Einfach das Ende der Welt, Schauspielhaus Zürich

The opening act of this was magnificent. After a short monologue a camcorder gives us a detailed, lengthy tour of the empty set, the main character’s childhood home. It’s intricate and beautiful, and gives you a real sense of the people that lived there and the lives they led, while the absence of actors conveys the main character’s intense isolation. And after you’ve spent a very long time getting acquainted with this house, and building up a picture of the characters, the entire set is deconstructed — and the explosive second act takes place on a practically bare stage. It’s really powerful and very clever.

Kings of War, ITA

I saw this live at the Barbican a few years ago, but enjoyed this rewatch even more. Ivo van Hove’s extensive use of cameras in his plays means they translate extremely well to streaming — shots are framed beautifully and the whole thing feels like a good movie.

A Little Life, ITA

I’ve not read the book, and this play was so devastating that I don’t think I want to. Phenomenally acted (particularly Ramsey Nasr and Hans Kesting), thought-provoking, and beautifully staged. (Ivo’s been my favourite director for a long while, but ITA’s streams this year cemented that for me.)

Ibsen Huis, ITA

This very clever Simon Stone play blended a bunch of Ibsen’s work into one, multi-generational story. It worked really well, playing on themes of trauma cycles and history repeating itself. And it made me want to watch more Ibsen than I have thus far.

But some of the in-person stuff was excellent, too:

After Life, National Theatre

This felt like it was made for me: flashy staging, fun and pacey, while still profound and moving. I enjoy basically everything Jeremy Herrin directs — Best of Enemies at the Young Vic was pretty good, too.

We Are As Gods, Battersea Arts Centre

There hasn’t been a Punchdrunk show in London for way too long, and this did an admirable job of filling the gap. It wasn’t the most polished production, but it was really fun, the music/lighting/set dressing was excellent, and the performances were solid.

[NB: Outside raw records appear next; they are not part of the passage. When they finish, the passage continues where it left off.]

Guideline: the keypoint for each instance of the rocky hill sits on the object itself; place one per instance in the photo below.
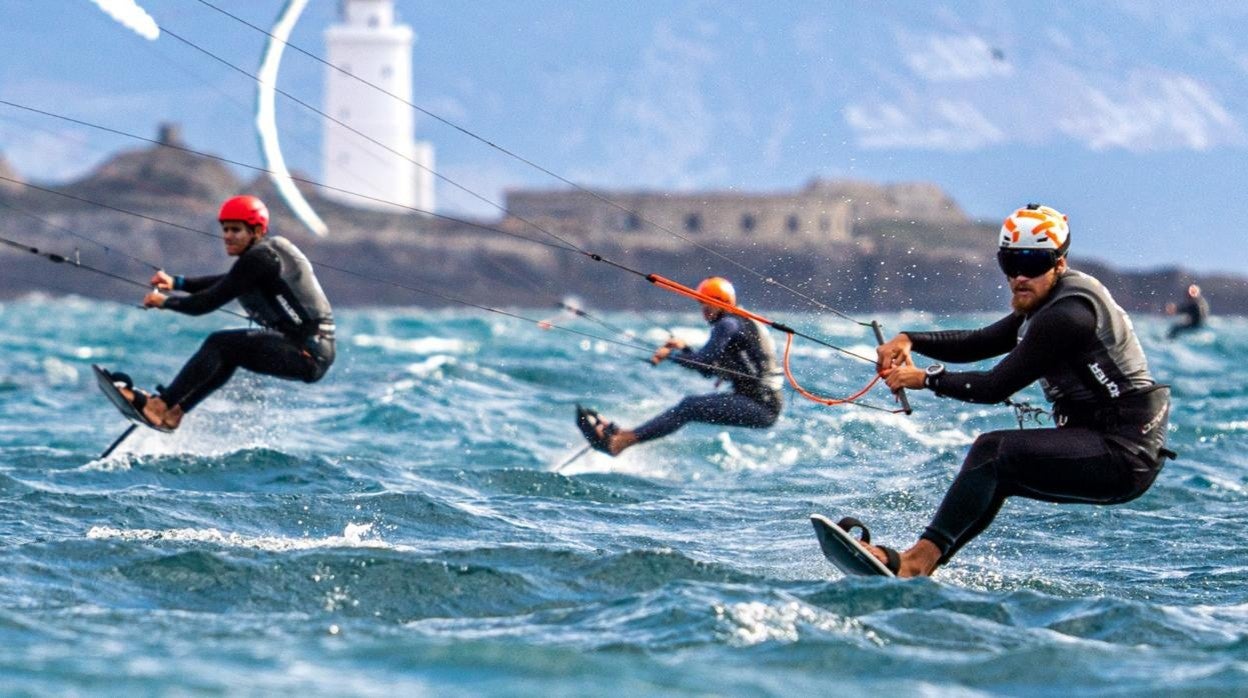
(910, 247)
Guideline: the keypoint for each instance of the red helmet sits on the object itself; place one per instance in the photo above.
(719, 289)
(246, 209)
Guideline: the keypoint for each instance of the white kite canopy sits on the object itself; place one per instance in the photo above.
(131, 15)
(266, 119)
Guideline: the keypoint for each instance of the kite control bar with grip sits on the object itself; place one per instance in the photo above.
(901, 392)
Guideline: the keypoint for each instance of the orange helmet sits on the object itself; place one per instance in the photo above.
(1036, 227)
(246, 209)
(719, 289)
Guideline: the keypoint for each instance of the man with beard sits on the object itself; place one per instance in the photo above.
(1066, 332)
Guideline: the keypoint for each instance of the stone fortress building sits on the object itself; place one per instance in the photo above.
(821, 211)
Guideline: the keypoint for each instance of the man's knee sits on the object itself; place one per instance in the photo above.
(985, 450)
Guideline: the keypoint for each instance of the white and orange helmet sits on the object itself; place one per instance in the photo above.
(1036, 227)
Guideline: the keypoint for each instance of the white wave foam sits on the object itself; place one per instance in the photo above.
(353, 536)
(755, 622)
(419, 345)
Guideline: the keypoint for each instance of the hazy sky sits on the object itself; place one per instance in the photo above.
(1128, 116)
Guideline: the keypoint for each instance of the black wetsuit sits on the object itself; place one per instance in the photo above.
(1194, 312)
(1110, 441)
(741, 352)
(275, 284)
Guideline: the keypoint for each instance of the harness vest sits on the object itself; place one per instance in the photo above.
(753, 352)
(292, 304)
(1112, 367)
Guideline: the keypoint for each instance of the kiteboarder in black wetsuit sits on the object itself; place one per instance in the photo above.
(1192, 312)
(1066, 332)
(275, 284)
(739, 350)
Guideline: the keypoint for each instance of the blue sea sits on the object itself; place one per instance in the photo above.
(409, 526)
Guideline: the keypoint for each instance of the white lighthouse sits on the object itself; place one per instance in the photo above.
(368, 44)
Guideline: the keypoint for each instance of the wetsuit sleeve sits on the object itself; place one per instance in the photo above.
(703, 360)
(196, 284)
(1057, 331)
(966, 346)
(247, 274)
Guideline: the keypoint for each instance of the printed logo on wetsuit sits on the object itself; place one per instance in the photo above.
(290, 310)
(1098, 373)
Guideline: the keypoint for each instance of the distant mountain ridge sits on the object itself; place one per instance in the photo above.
(858, 246)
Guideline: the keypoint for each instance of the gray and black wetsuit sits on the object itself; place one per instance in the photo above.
(739, 351)
(275, 284)
(1111, 417)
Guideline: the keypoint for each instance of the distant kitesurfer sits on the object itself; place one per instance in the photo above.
(739, 350)
(1193, 311)
(1067, 332)
(275, 284)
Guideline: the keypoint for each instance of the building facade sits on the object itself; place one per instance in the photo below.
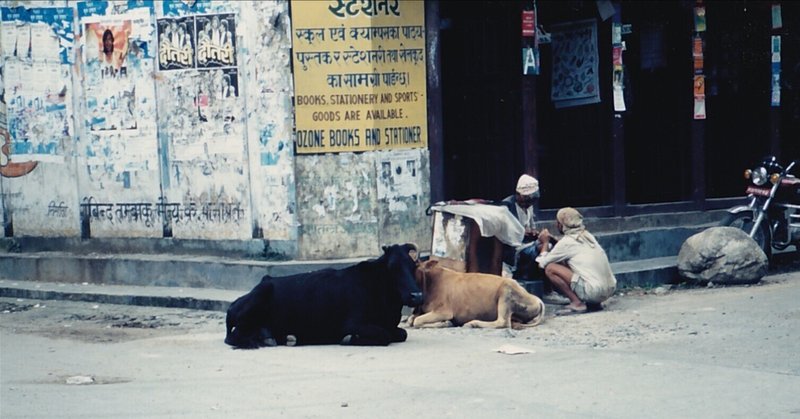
(320, 130)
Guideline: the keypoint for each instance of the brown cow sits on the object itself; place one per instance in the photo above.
(472, 300)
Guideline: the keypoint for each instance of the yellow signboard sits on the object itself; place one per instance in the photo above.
(359, 75)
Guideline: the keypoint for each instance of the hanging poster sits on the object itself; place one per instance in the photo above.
(37, 84)
(216, 41)
(575, 64)
(110, 62)
(700, 19)
(359, 72)
(204, 41)
(176, 43)
(699, 107)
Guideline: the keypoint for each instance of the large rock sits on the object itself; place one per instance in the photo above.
(722, 255)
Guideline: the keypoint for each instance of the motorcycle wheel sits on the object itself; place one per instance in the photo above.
(744, 221)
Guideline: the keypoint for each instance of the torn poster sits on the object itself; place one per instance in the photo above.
(207, 41)
(39, 109)
(699, 107)
(575, 64)
(176, 43)
(113, 63)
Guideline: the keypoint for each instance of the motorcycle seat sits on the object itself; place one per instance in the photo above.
(790, 181)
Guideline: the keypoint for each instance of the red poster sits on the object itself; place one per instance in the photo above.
(528, 23)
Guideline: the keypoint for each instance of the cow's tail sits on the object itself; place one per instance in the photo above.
(536, 320)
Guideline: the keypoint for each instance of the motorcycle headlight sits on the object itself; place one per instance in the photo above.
(759, 176)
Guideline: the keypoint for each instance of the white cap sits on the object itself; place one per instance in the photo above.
(528, 185)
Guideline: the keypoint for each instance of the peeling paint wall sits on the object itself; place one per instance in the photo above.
(37, 57)
(118, 142)
(270, 120)
(350, 204)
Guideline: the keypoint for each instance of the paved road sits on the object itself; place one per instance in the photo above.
(718, 352)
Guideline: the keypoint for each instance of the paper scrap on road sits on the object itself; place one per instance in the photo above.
(80, 379)
(513, 350)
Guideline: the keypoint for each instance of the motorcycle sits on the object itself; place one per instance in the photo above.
(772, 218)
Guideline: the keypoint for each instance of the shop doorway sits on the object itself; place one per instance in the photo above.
(480, 46)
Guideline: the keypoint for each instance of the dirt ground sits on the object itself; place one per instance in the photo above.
(661, 353)
(619, 323)
(103, 323)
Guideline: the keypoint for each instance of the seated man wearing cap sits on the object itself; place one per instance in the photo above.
(577, 266)
(523, 205)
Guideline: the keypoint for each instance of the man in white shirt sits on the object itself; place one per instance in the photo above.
(577, 265)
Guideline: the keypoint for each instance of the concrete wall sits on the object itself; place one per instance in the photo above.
(163, 152)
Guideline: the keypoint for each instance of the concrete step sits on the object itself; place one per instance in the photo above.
(174, 297)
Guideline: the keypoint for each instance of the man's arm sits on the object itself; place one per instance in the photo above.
(562, 251)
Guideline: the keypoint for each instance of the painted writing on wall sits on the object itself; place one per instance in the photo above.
(151, 214)
(359, 70)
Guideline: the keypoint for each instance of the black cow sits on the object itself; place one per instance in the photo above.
(358, 305)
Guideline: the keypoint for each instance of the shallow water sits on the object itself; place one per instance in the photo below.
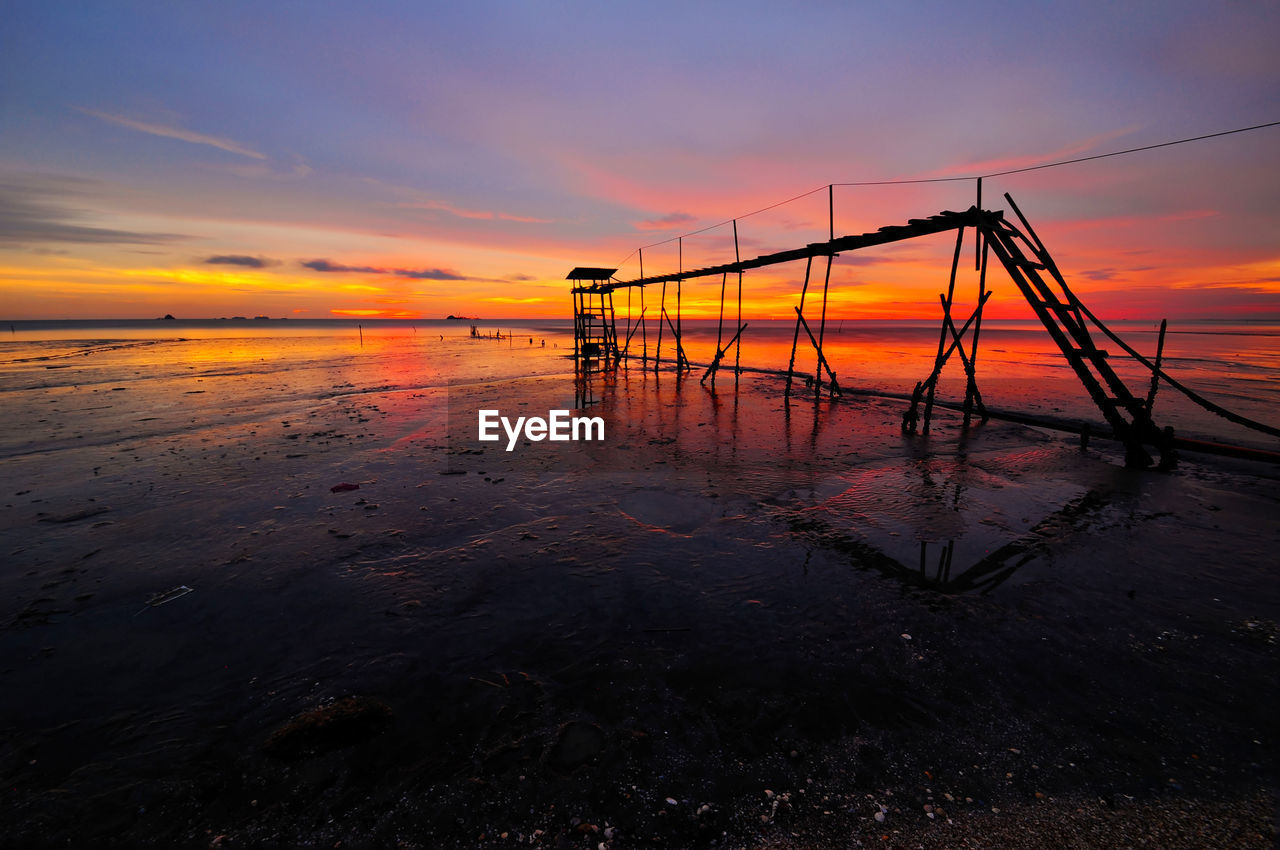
(727, 579)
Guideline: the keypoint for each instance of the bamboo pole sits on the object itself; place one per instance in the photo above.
(795, 337)
(942, 334)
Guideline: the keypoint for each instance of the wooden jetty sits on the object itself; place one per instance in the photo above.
(1025, 260)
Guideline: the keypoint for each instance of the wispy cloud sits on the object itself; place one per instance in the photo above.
(176, 132)
(241, 260)
(484, 215)
(416, 274)
(24, 219)
(667, 222)
(324, 265)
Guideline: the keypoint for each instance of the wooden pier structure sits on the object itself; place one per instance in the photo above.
(1020, 251)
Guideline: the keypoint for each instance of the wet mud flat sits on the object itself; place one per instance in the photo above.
(735, 622)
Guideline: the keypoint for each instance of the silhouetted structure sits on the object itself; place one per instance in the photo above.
(1020, 251)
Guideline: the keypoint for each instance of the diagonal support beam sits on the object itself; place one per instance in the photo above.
(822, 359)
(720, 355)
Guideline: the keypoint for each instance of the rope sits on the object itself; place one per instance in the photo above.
(959, 178)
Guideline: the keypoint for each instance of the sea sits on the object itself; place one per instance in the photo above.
(1018, 368)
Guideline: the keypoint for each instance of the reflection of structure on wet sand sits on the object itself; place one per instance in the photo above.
(936, 569)
(1128, 414)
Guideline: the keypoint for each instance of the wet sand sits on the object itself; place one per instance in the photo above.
(711, 630)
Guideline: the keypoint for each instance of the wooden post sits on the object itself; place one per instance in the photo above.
(662, 309)
(720, 328)
(795, 338)
(831, 211)
(737, 347)
(720, 353)
(972, 385)
(822, 323)
(644, 328)
(942, 336)
(822, 360)
(978, 242)
(1155, 374)
(681, 362)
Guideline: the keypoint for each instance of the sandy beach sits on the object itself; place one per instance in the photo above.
(293, 602)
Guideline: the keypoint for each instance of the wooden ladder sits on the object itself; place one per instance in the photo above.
(1037, 277)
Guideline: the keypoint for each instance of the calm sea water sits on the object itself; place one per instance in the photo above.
(1234, 364)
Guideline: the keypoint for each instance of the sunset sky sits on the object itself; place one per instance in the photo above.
(419, 159)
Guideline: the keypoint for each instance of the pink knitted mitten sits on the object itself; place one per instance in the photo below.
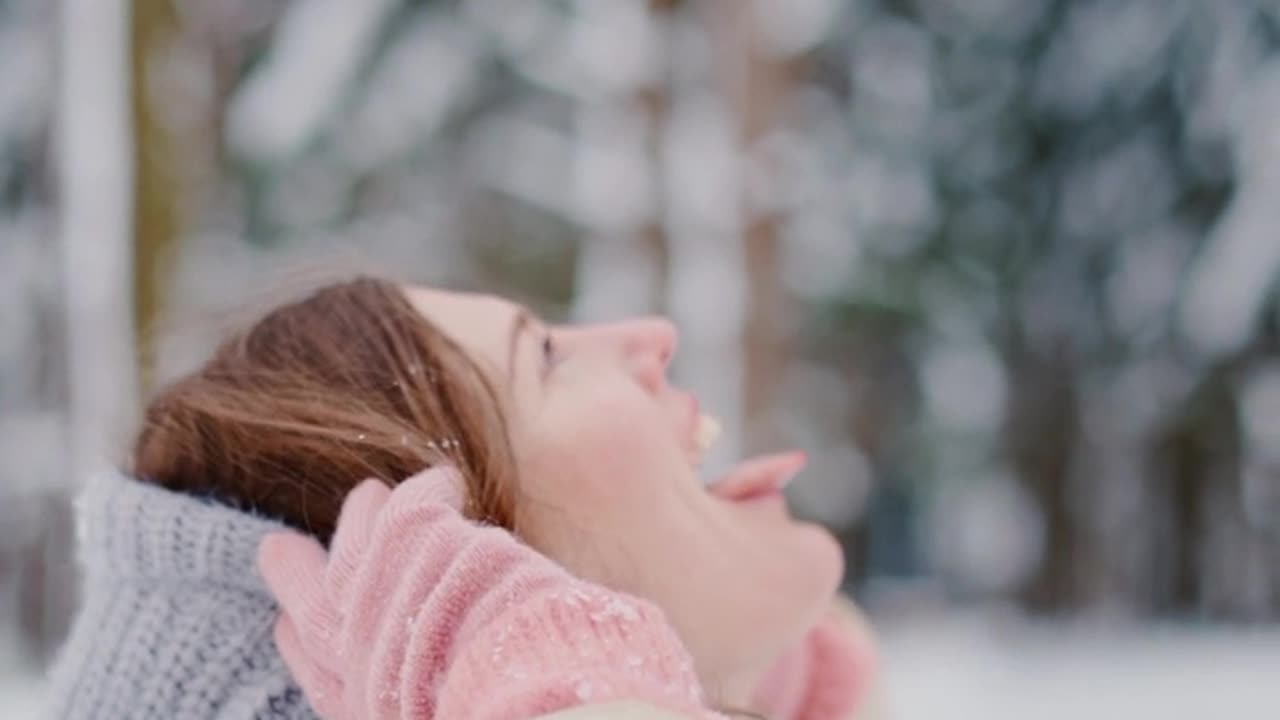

And the labyrinthine BAC is a brilliant venue for an immersive production. Mostly, though, this just made me very excited for Punchdrunk’s new show next year.

The Invisible Hand, Kiln Theatre // Constellations, Vaudeville Theatre

Neither of these have particularly stuck with me, but I do remember enjoying them both a lot at the time. Not life-changing theatre, but a very fun night out.

Honourable mentions: Rare Earth Mettle; Eulogy; Rockets and Blue Lights; The Lion King; Out West.

Average: Macbeth (Almeida); The Normal Heart; Paradise; Under Milk Wood. (This was the year I decided I’d no longer book everything at the NT because it’s just way too hit or miss these days.)

Waste of time and money: Changing Destiny; seven methods of killing kylie jenner.

Best of Enemies, Young Vic

This was a very good play about the 1968 debates between William F. Buckley Jr. and Gore Vidal. I knew nothing about the debates beforehand; according to the play, they were a seminal moment in TV history.

It’s very much a typical James Graham/Jeremy Herrin play: flashy and entertaining, fast-moving with lots of cutaways. It’s designed to be both fun and thought-provoking, a depressingly rare combo in modern theatre. Aside from a few overly didactic lines, the play leaves you to draw your own parallels between the past and the present. That isn’t particularly difficult as the similarities between now and 1968 are quite striking.

The acting is universally excellent, too. Casting a black actor (David Harewood) as William Buckley Jr. was clever. It makes it harder to immediately dismiss Buckley as a racist, and forces you to listen to his ideas. It helps that Harewood is very good in the role. But the highlight of the show is Syrus Lowe’s James Baldwin. In fact, his performance spurred me to go and read some Baldwin.

I have a feeling that this will transfer to the U.S. and be a big hit there. Note that I saw it in previews so things may change by the time it opens.